Why thermal tumbling of molecules does not prevent the establishment of magnetization in NMR? Given the rapid thermal tumbling of water molecules at room temperature, theoretically speaking, why magnetic thermalization of proton nuclear spins is at all possible? Further, how can nuclear spins maintain alignment with the external field?
Proton in water at $1.5 \text{ T}$ magnetic field has the longitudinal/thermal relaxation rate, $T_1$, of about $4 \text{ s}$. As a rough estimate, we can take the microwave frequency of microwave ovens, $2.5\text{ GHz}$, as the inverse rotation timescale of water molecules. There is a nine orders of magnitude difference in timescales!
If we transfer to a coordinate system attached to a proton, the external magnetic field would appear randomly changing its orientation while maintaining the same magnitude. Given that the energy scale associate with the coupling of spin to the magnetic field is at best a few hundred megahertz (the gyromagnetic ratio of proton is 42.577 $\text{ MHz}/\text{T}$), the nuclear spin cannot possibly adiabatically remain aligned with the magnetic field.
Clearly, magnetization is established and maintained in NMR experiments and MRI procedures. So, what is the resolution of this seeming paradox?
 A: 
why magnetic thermalization of proton nuclear spins is at all possible? ... There is a nine orders of magnitude difference in timescales!

The difference in time scales is not nearly as important as the difference in energy scales. The energy difference between the parallel and anti-parallel spin state is $h \gamma B$ where $h$ is Planck's constant, $\gamma$ is the gyromagnetic ratio, and $B$ is the field strength. The thermal energy is $kT$ where $k$ is Boltzmann's constant and $T$ is the temperature.
For body temperature and usual clinical field strengths that works out to about 10 parts per million. This means that out of a million spins the thermal polarization is only 10 spins.

If we transfer to a coordinate system attached to a proton, the external magnetic field would appear randomly changing its orientation while maintaining the same magnitude.

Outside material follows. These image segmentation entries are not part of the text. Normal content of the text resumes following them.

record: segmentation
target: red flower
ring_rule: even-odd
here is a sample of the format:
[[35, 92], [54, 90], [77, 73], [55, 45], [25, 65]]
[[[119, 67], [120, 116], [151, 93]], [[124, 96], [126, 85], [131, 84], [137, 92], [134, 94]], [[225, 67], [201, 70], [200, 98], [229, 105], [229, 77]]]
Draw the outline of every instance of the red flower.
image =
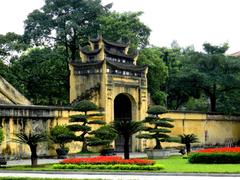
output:
[[97, 156], [91, 158], [69, 158], [64, 159], [62, 164], [138, 164], [138, 165], [152, 165], [155, 162], [148, 159], [122, 159], [119, 156]]
[[200, 149], [195, 152], [202, 153], [240, 153], [240, 147], [223, 147], [223, 148], [208, 148], [208, 149]]

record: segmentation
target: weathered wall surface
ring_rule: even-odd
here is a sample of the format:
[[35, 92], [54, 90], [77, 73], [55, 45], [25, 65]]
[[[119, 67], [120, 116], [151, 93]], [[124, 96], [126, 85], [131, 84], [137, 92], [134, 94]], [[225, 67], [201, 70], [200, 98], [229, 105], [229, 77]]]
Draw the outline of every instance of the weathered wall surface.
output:
[[16, 90], [10, 83], [0, 76], [0, 103], [1, 104], [25, 104], [31, 102]]
[[[1, 145], [1, 151], [12, 157], [24, 157], [30, 155], [26, 145], [19, 145], [11, 141], [13, 133], [29, 130], [49, 131], [51, 127], [60, 124], [68, 124], [69, 116], [78, 112], [67, 107], [47, 106], [14, 106], [0, 105], [0, 126], [3, 128], [5, 139]], [[174, 119], [175, 127], [172, 135], [196, 134], [202, 144], [228, 143], [240, 139], [240, 116], [224, 116], [192, 112], [170, 112], [165, 117]], [[93, 127], [96, 128], [96, 127]], [[164, 144], [169, 146], [171, 144]], [[176, 144], [174, 144], [176, 145]], [[81, 143], [69, 143], [70, 153], [80, 151]], [[141, 147], [139, 147], [141, 146]], [[144, 150], [153, 147], [153, 141], [142, 140], [141, 144], [133, 143], [133, 151]], [[55, 155], [56, 146], [45, 143], [39, 146], [39, 155]]]

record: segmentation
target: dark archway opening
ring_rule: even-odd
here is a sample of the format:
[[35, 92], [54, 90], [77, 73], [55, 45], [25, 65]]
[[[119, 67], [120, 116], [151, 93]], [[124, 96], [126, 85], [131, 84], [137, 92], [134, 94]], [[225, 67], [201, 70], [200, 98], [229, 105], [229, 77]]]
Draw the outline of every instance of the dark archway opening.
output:
[[[119, 94], [114, 99], [114, 120], [124, 120], [130, 121], [132, 120], [132, 103], [130, 99], [124, 95]], [[129, 149], [131, 151], [132, 146], [132, 139], [130, 139]], [[123, 152], [124, 150], [124, 139], [122, 135], [118, 135], [117, 139], [115, 140], [115, 151], [116, 152]]]

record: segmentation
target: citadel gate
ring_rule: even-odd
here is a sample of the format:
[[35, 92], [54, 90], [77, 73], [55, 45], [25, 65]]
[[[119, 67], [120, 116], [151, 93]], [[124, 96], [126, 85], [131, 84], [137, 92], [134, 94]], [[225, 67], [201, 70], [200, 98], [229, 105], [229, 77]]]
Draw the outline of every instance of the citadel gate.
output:
[[[113, 43], [99, 36], [89, 40], [91, 50], [81, 49], [81, 60], [70, 68], [70, 101], [90, 99], [104, 109], [105, 120], [142, 120], [147, 111], [147, 67], [137, 65], [138, 54], [128, 54], [129, 44]], [[134, 138], [134, 137], [133, 137]], [[115, 141], [123, 150], [122, 137]], [[132, 139], [131, 150], [141, 140]]]

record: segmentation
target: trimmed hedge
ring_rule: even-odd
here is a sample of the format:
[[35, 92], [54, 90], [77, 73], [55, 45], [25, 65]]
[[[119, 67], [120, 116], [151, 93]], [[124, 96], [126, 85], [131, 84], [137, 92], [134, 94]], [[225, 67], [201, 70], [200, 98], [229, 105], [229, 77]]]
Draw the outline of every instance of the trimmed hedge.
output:
[[135, 164], [54, 164], [54, 169], [104, 169], [104, 170], [146, 170], [157, 171], [162, 165], [135, 165]]
[[189, 156], [188, 161], [201, 164], [238, 164], [240, 153], [194, 153]]

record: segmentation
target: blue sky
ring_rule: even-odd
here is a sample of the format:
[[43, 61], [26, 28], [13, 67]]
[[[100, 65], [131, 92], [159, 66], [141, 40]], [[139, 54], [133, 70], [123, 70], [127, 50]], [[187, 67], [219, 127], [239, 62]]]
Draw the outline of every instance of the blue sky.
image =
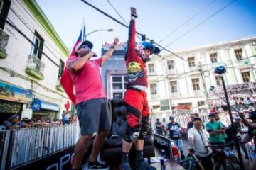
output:
[[[137, 30], [158, 42], [213, 0], [109, 0], [129, 23], [131, 6], [137, 9]], [[113, 28], [113, 32], [97, 32], [87, 37], [100, 55], [102, 44], [112, 42], [114, 37], [121, 42], [128, 38], [128, 29], [103, 16], [80, 0], [36, 0], [68, 48], [78, 37], [85, 19], [86, 33]], [[122, 21], [107, 0], [87, 0], [92, 5]], [[215, 0], [190, 22], [161, 42], [165, 46], [232, 0]], [[237, 0], [198, 28], [177, 40], [171, 51], [211, 45], [256, 35], [256, 1]]]

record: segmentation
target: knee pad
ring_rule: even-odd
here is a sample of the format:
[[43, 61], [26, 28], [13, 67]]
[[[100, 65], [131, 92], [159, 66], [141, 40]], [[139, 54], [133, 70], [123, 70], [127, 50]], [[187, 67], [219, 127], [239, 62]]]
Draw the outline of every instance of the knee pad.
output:
[[139, 127], [127, 129], [124, 135], [124, 140], [127, 142], [136, 141], [139, 136], [140, 129]]
[[142, 130], [140, 131], [139, 136], [138, 139], [143, 140], [146, 137], [147, 133], [149, 131], [149, 127], [147, 125], [143, 125], [142, 128]]

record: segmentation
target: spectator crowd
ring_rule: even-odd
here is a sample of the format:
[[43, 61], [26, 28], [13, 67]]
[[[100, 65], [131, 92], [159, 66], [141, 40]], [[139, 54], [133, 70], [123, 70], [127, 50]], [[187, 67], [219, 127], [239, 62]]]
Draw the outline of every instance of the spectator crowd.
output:
[[0, 130], [29, 127], [42, 128], [50, 125], [73, 124], [77, 122], [77, 114], [75, 114], [73, 118], [68, 118], [67, 111], [63, 110], [61, 116], [62, 119], [50, 120], [50, 118], [39, 118], [28, 119], [28, 118], [22, 118], [21, 120], [19, 115], [14, 114], [11, 117], [6, 117], [0, 120]]

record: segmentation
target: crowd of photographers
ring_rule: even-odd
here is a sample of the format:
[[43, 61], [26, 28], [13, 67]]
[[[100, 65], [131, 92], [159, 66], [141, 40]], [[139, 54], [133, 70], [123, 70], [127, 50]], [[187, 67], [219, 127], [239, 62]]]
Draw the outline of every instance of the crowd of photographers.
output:
[[20, 120], [20, 116], [18, 114], [14, 114], [11, 117], [4, 118], [1, 120], [0, 130], [29, 127], [43, 128], [50, 125], [60, 125], [75, 123], [77, 121], [76, 114], [73, 118], [68, 118], [66, 110], [63, 110], [61, 116], [62, 119], [50, 120], [50, 118], [39, 118], [28, 119], [28, 118], [23, 118]]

You really cannot learn much from that. That coordinate system is very non-inertial, so your typical reasoning about the behavior of physics in that frame will not be valid. It is not even "nicely non-inertial" like a rotating coordinate system, which can be helpful.
However, one thing that may help is to realize that magnetization is very transient on a quantum level. There are lots of interactions with other spins whereby the magnetization can be transferred from one to another. So just because an individual spin is jiggled doesn't mean that the magnetization disappears, it can instead be transferred. So while you may have only 10 spins per million polarized, which 10 spins those are changes rapidly.
A: The energy difference between (anti)aligned states is:
$$ \Delta E = \mu H=\hbar\gamma H= (7x10^-{10}\,{\rm eV/MHz})(43\,{\rm MHz/T})(1.5\,{\rm T})=4\times 10^{-8}\,{\rm eV}$$
and body temperature is around 1/40 electron volts. The relative probability of a state being occupied is given by the Boltzmann factors:
$$ p =e^{-\frac{\Delta E}{kT}} \approx 1-\frac{\Delta E}{kT}\approx 1-10^{-6}$$
So there is a very small thermal polarization. MRI's are on living samples, so that rules out cryogenics. There are MRIs with inhaled polarized $^3\vec{\rm He}$ that are not thermal distributions. The gas is optically pumped.
The reason it works is because $N_A$ is huge. The signal is suppressed by 1 million, but $10^{23}$ is a big number.
A: I'm thinking there is probably no reason to assume that the magnetic orientation of the nucleus should be effected by the “tumbling” of the molecule in which it resides. Is there a strong magnetic coupling between the nucleus and the molecule?